In particular, the broad definition of Singularity where we as a society have progressed, technology wise, to a place where we were unable to even conceptualize what it would be like.

So I’m going to go back to 1997, I’m in a dorm lounge, and I’m playing the pinnacle of video games, GoldenEye on the N64, on a large projection TV, with four other friends, yelling, specifically not picking Odd Job, and thinking—

“It is never going to get any better than this.”

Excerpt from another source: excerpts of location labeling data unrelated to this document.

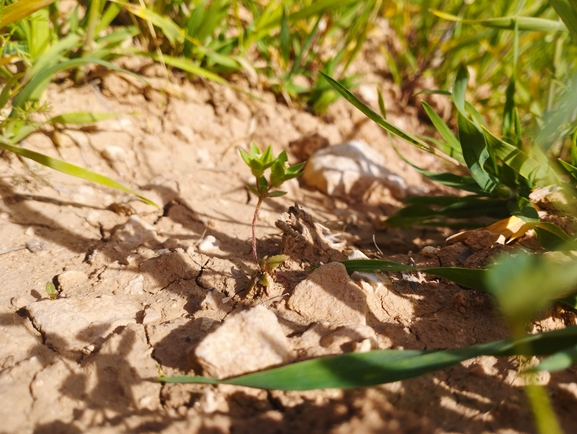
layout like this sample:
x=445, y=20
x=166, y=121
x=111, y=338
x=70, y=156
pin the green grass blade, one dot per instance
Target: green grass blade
x=519, y=161
x=81, y=118
x=445, y=133
x=52, y=55
x=21, y=9
x=382, y=122
x=567, y=11
x=525, y=284
x=508, y=23
x=473, y=278
x=473, y=145
x=38, y=83
x=173, y=33
x=558, y=362
x=71, y=169
x=5, y=94
x=475, y=153
x=384, y=366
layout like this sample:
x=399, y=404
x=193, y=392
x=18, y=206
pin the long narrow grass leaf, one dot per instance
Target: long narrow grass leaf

Twenty years later, I am at home, taking a lunch break. I turn on my console and invite one of those friends (one of the same ones I was playing GoldenEye with) to a party chat. The voice quality is very good, they sound like they are in the room. I’m playing on a flat screen LCD television, only 1080p, I’m thinking about upgrading to 4k maybe after our tax returns are processed. We’re playing Anthem, taking down scores of Dominion soldiers, and just chatting and catching up as we play video games.

In short, the every day experience of playing video games has changed past the point I could even conceive of in 1997, but I’m also playing video games with the same people I played with over 20 years ago, which is also amazing.

I don’t know how they’re going to change from this point on. We have VR, we have the infrastructure, but honestly if we (as human beings) can make it another 25 years I’m pretty certain that the video games that my nieces and nephews will be playing will be nearly indistinguishable from the games we’re playing now.

But I’ll hopefully be playing them with the same good people.